Near the entrance when possible — especially on the ground level, well-lit, with the highest foot traffic and the shortest path to the street. Elevator-adjacent parking sounds convenient, but elevators are themselves isolated environments. The ideal spot is visible from a staffed area or security camera, brightly lit, and close to the main entrance. If your only options are in a less-ideal zone, that’s when carrying and planning matter most.
What should I do if someone is sitting in the car next to mine?

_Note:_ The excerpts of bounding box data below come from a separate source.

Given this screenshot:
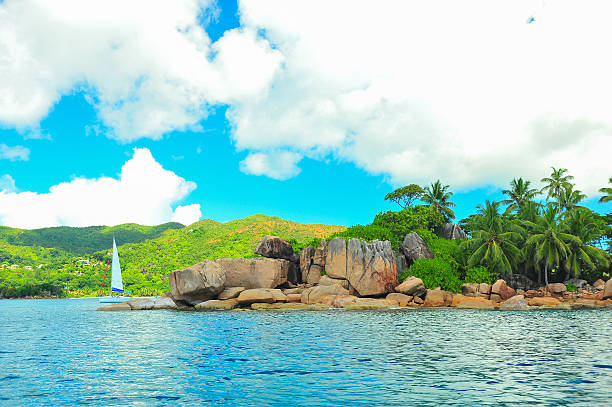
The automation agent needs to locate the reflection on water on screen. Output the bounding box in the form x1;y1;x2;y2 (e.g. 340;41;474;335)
0;300;612;406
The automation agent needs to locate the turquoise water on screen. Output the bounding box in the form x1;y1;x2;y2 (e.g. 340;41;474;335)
0;300;612;406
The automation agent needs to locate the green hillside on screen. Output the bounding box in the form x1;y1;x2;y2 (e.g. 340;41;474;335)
0;215;346;297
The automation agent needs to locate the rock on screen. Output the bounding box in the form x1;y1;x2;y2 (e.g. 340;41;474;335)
343;298;398;311
461;283;479;297
527;297;561;307
195;298;238;311
216;257;291;289
601;278;612;300
153;293;176;309
478;283;491;295
455;297;495;309
491;279;516;301
300;246;314;282
424;290;453;307
169;260;226;305
302;284;349;304
395;276;427;297
440;223;467;239
385;293;413;307
563;278;588;289
127;298;155;311
303;264;323;284
255;236;293;260
346;239;397;296
98;301;132;311
319;275;349;290
312;239;327;268
400;232;433;263
499;295;527;311
238;288;277;305
287;294;302;302
546;283;567;295
251;302;329;311
217;287;246;300
325;237;347;280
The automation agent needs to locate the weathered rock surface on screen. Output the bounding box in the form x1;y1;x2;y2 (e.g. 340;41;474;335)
601;278;612;300
491;279;516;301
350;239;397;296
424;290;453;307
527;297;561;307
499;295;527;311
440;223;467;239
395;276;427;297
385;293;413;307
453;297;495;309
255;236;293;260
546;283;567;295
195;298;238;311
217;287;246;300
400;232;433;263
169;260;226;305
302;284;349;304
238;288;284;306
216;257;290;289
325;237;347;280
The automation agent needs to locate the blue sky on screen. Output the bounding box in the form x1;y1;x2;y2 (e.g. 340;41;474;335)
0;1;612;227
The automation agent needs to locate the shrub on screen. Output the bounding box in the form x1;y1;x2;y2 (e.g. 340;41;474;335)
400;257;463;293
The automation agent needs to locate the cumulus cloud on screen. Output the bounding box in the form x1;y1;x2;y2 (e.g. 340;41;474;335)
0;148;201;229
228;0;612;192
240;151;302;181
0;144;30;161
0;0;281;141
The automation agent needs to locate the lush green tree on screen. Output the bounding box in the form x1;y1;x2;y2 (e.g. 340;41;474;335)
501;178;540;213
460;201;523;274
599;177;612;203
421;180;456;221
385;184;425;209
525;203;582;284
540;167;574;201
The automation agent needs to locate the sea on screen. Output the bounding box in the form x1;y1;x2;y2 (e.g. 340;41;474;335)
0;299;612;406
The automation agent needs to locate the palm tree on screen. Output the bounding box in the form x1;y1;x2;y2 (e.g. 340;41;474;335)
459;201;523;274
599;177;612;203
525;204;582;284
540;167;574;199
501;178;539;217
421;180;456;222
559;184;586;213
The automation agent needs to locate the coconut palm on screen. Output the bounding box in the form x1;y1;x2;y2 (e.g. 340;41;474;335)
540;167;574;200
599;177;612;203
501;178;539;217
421;180;456;221
525;203;582;284
459;201;523;274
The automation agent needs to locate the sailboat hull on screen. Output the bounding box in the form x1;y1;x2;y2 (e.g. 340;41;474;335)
99;295;133;304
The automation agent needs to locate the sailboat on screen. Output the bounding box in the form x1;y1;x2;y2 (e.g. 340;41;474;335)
100;237;130;303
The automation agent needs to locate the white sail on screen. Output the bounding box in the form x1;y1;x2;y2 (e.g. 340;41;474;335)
111;238;123;293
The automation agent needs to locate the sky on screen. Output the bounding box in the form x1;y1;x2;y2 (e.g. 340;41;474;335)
0;0;612;228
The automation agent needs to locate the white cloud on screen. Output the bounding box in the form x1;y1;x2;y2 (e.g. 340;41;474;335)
0;0;280;141
240;151;302;181
0;148;200;228
228;0;612;193
0;174;17;193
0;144;30;161
170;204;202;226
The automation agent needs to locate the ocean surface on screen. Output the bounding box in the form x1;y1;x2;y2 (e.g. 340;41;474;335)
0;299;612;406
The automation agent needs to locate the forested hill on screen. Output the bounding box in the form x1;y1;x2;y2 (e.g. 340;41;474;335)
0;222;184;255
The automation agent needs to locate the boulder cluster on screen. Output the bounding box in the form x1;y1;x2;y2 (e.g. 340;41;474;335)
99;231;612;310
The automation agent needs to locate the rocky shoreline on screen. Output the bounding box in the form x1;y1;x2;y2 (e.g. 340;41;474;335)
98;233;612;311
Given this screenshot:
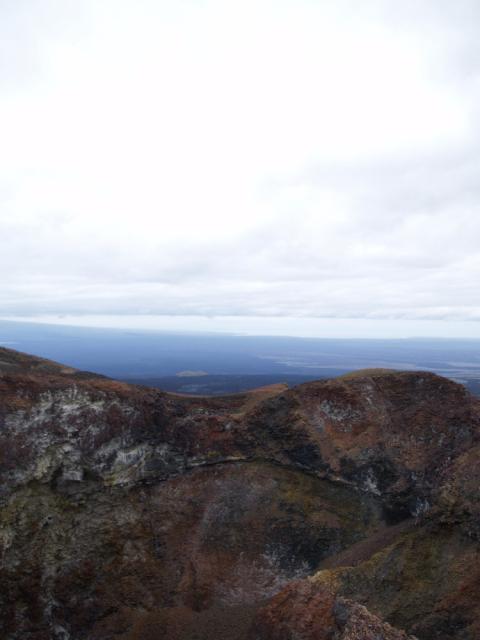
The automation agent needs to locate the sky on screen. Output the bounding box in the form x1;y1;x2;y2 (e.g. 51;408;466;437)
0;0;480;337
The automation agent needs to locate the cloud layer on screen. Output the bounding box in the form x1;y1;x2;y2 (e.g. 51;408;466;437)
0;0;480;334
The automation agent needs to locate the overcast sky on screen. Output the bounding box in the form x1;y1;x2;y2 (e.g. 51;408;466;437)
0;0;480;337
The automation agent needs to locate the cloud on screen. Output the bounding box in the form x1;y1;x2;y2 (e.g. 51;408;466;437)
0;0;480;332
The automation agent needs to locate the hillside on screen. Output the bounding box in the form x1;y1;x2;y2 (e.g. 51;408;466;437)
0;349;480;640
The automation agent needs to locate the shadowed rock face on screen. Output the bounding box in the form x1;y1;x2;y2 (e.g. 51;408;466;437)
0;349;480;640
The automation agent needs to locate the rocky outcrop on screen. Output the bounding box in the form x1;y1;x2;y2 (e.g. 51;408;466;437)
250;580;416;640
0;349;480;640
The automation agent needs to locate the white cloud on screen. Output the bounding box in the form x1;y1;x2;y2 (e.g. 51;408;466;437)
0;0;480;334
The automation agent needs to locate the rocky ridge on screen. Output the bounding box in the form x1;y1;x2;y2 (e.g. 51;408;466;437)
0;349;480;640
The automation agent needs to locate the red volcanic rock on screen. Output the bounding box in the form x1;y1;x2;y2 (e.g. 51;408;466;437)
250;580;416;640
0;349;480;640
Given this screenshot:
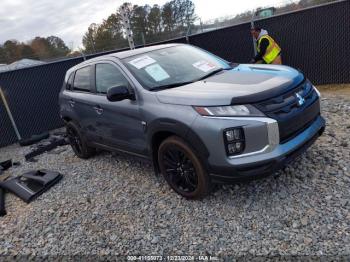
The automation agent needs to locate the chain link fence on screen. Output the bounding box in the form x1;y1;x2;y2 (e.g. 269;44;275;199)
0;0;350;146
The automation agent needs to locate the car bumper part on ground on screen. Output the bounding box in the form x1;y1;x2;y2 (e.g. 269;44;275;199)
209;116;325;183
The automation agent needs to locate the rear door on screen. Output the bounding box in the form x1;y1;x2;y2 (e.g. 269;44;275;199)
90;61;146;154
68;65;96;139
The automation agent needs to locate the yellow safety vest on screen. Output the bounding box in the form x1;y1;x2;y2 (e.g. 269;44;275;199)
257;35;281;64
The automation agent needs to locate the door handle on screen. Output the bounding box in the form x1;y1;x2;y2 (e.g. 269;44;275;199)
93;106;103;115
69;99;75;107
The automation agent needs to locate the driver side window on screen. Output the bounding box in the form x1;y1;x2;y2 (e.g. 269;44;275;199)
96;64;129;94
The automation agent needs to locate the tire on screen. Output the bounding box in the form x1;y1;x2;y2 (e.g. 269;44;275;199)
66;122;96;159
158;136;210;199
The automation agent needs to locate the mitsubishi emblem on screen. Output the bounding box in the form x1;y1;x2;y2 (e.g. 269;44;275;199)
295;93;305;106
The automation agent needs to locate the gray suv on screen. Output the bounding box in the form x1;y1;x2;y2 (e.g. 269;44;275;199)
59;44;325;199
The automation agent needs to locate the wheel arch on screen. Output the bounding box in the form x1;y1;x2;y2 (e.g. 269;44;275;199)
147;119;209;174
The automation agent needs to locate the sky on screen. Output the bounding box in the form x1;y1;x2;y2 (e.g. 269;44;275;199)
0;0;293;49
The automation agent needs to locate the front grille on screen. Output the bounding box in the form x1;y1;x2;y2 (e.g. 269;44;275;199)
254;81;320;144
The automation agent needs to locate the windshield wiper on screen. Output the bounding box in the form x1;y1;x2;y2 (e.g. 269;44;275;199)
196;68;225;81
149;81;194;91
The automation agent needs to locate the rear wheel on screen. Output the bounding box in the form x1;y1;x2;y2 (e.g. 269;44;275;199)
66;122;95;159
158;136;210;199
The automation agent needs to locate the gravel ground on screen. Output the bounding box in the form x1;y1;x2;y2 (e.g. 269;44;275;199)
0;88;350;257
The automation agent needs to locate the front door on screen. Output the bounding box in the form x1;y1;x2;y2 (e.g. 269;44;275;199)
93;62;146;154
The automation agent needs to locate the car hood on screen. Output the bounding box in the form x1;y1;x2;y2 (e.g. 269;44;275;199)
156;64;304;106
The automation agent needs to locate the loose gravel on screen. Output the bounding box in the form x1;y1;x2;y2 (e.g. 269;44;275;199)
0;88;350;257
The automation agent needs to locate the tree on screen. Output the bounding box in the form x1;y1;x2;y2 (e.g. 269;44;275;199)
130;5;150;44
46;36;70;57
0;46;7;64
147;5;162;41
30;36;50;59
162;2;175;34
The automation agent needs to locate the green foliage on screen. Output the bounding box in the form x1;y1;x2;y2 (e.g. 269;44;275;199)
0;36;70;64
83;0;196;53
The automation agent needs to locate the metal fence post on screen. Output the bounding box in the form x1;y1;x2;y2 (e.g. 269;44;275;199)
0;86;22;141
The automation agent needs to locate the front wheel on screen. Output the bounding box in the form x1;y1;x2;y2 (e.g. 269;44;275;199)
158;136;210;199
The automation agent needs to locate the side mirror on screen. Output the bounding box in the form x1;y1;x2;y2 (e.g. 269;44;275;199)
107;86;135;102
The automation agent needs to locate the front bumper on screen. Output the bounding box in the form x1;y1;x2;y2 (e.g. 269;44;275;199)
209;116;325;183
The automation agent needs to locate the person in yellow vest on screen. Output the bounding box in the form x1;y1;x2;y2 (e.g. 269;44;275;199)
250;27;282;65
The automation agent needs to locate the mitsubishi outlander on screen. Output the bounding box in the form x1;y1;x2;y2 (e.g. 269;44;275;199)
59;44;325;199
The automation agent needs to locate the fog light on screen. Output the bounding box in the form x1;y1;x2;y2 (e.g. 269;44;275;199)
224;127;245;156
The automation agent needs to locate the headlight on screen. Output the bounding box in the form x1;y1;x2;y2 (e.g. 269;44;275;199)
224;127;245;156
194;105;264;116
312;85;321;97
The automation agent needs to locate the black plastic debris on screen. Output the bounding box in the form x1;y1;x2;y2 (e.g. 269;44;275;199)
0;169;62;203
0;159;12;172
0;173;9;217
24;136;69;161
19;132;50;146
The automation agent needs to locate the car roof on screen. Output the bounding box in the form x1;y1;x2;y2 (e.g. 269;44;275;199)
66;44;184;77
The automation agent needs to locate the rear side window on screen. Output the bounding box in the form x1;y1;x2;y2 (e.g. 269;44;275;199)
66;73;74;90
96;64;129;94
74;66;90;92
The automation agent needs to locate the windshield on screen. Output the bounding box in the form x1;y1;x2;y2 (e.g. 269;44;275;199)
123;45;230;90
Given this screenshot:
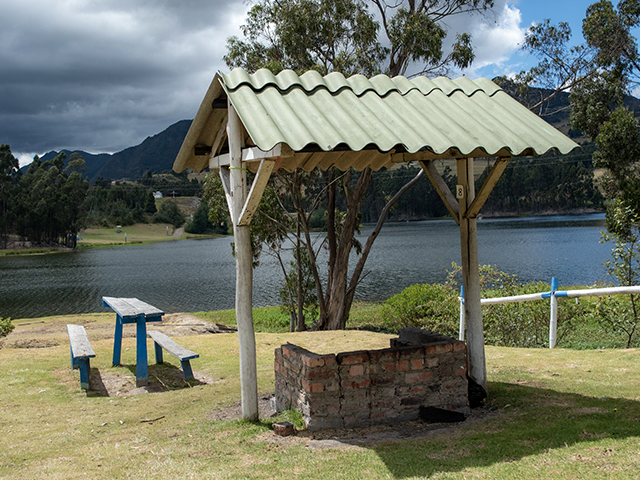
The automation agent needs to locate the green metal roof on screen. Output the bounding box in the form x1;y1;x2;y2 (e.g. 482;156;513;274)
174;69;578;171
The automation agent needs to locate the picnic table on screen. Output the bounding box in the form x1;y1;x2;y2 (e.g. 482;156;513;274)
102;297;164;387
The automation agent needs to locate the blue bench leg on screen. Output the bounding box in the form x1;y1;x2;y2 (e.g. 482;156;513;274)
69;347;79;370
136;315;149;387
78;358;91;390
112;315;122;367
153;342;164;363
180;360;193;380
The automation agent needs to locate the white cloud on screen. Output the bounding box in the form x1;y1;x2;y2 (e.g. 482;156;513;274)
464;3;526;77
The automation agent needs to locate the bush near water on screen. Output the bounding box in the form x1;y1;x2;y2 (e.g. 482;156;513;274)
380;264;640;349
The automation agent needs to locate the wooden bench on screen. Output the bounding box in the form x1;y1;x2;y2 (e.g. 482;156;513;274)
148;330;200;380
67;325;96;390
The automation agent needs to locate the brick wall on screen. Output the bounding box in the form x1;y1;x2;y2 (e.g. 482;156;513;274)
274;329;469;430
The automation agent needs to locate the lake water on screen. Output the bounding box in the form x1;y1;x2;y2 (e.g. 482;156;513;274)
0;214;611;319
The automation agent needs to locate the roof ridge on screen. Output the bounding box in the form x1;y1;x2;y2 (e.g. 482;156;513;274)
220;68;502;98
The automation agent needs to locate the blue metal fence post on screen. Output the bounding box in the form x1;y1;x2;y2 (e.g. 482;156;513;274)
549;277;558;348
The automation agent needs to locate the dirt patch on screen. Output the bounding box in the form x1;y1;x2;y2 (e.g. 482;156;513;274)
87;364;215;397
207;394;504;449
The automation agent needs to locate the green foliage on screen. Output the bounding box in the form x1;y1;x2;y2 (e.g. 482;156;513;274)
280;247;318;331
153;200;186;228
224;0;387;76
184;202;227;235
598;200;640;348
0;317;15;337
381;283;460;337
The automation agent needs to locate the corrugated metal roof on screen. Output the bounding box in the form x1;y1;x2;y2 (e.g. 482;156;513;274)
174;69;578;171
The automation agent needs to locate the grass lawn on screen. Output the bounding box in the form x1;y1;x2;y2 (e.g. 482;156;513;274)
0;314;640;479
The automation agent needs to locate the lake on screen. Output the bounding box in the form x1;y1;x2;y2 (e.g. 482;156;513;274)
0;214;611;319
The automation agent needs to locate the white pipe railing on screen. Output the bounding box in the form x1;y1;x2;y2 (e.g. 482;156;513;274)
458;277;640;348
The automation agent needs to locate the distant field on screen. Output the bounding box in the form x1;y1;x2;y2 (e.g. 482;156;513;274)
79;223;184;246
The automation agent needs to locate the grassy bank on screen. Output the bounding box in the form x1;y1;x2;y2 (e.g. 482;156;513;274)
0;313;640;479
0;223;219;256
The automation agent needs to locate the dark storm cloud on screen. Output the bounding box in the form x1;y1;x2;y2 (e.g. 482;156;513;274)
0;0;247;161
0;0;519;162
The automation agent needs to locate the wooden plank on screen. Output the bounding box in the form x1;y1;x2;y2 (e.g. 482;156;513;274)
467;157;511;218
148;330;200;362
227;102;258;421
419;160;460;225
209;143;295;169
102;297;164;321
238;159;276;226
67;325;96;358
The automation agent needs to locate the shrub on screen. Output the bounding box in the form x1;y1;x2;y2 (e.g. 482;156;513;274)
382;283;460;337
0;317;15;337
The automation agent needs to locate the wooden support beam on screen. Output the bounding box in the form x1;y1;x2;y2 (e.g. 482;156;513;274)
209;114;229;163
236;159;276;227
228;102;258;421
419;160;460;225
209;143;295;168
467;157;511;218
456;158;487;391
218;167;236;225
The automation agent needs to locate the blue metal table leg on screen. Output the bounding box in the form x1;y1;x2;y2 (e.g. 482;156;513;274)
112;314;122;367
136;315;149;387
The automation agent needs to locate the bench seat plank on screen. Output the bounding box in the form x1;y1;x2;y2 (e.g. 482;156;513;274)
67;325;96;358
148;330;200;361
148;330;200;380
102;297;164;323
67;325;96;390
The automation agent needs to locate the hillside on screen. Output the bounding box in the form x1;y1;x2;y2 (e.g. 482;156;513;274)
42;120;191;183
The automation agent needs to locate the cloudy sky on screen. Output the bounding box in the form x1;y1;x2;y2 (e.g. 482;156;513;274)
0;0;592;165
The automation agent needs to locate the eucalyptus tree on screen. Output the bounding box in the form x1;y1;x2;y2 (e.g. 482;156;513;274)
517;0;640;219
224;0;493;329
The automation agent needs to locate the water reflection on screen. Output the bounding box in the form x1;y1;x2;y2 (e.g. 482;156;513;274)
0;215;611;318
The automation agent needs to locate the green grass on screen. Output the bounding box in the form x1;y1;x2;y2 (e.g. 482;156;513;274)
0;309;640;479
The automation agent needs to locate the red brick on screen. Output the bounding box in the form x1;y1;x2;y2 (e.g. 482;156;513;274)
302;355;324;368
323;355;336;367
411;358;424;370
453;342;467;352
342;378;371;389
338;352;369;365
397;360;409;372
405;371;433;383
454;365;467;377
436;343;453;353
280;345;293;357
302;378;324;393
304;368;336;380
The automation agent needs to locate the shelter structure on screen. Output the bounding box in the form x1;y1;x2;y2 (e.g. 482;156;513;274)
173;69;578;419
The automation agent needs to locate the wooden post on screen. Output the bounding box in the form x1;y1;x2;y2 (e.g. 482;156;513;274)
456;158;487;391
227;102;258;421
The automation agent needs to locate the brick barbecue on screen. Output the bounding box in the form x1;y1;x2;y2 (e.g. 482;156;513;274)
274;328;470;430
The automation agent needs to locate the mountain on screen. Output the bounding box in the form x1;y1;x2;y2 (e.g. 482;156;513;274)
41;120;191;183
37;83;640;183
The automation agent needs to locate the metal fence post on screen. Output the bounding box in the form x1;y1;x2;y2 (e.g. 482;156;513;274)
549;277;558;348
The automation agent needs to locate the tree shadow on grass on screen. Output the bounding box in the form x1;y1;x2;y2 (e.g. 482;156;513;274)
87;362;204;397
371;383;640;478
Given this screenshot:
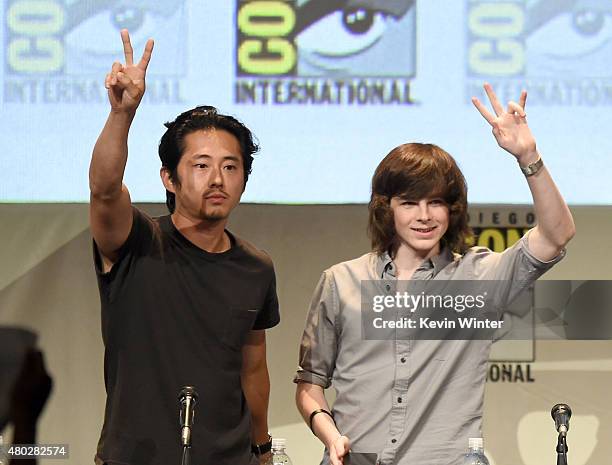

Don’t approach your car. Walk past it like it’s not yours, go back to the building, and either wait them out or ask security or a coworker to walk you out. Trust your gut on this one — if someone is sitting in a parked car for no obvious reason, positioned near your vehicle, your instinct to avoid them is a feature, not a flaw. This is exactly the kind of small decision that changes outcomes.
Is it worth asking security to walk me to my car?
Yes, every time you feel even slightly uneasy. That’s literally what they’re there for, and any decent security team would rather walk a hundred women to their cars uneventfully than have one incident happen on their watch. Don’t apologize for asking. Don’t feel like you’re overreacting. It’s a 90-second walk that costs nothing and solves the problem completely.
How do I teach my teenage daughter to handle parking lots and garages without scaring her?
Frame it as capability, not fear. The conversation isn’t “bad things happen” — it’s “you are capable, here’s the tool, here’s the habit.” Walk through it once together. Let her practice having her keys in hand and her pepper spray ready before she leaves the house. Teenagers respond to being treated as competent adults making smart choices, not as fragile people who need to be warned. Preparation builds confidence. Lectures build anxiety.
The Bottom Line
The parking garage doesn’t have to be the place you worry about the woman you love. A few habits, one or two tools she actually carries, and a family that checks in — that’s the whole strategy. Not complicated. Not expensive. Not paranoid. Just prepared.
Hope is not a plan. A pepper spray in her hand on the walk from the elevator to her car — that’s a plan.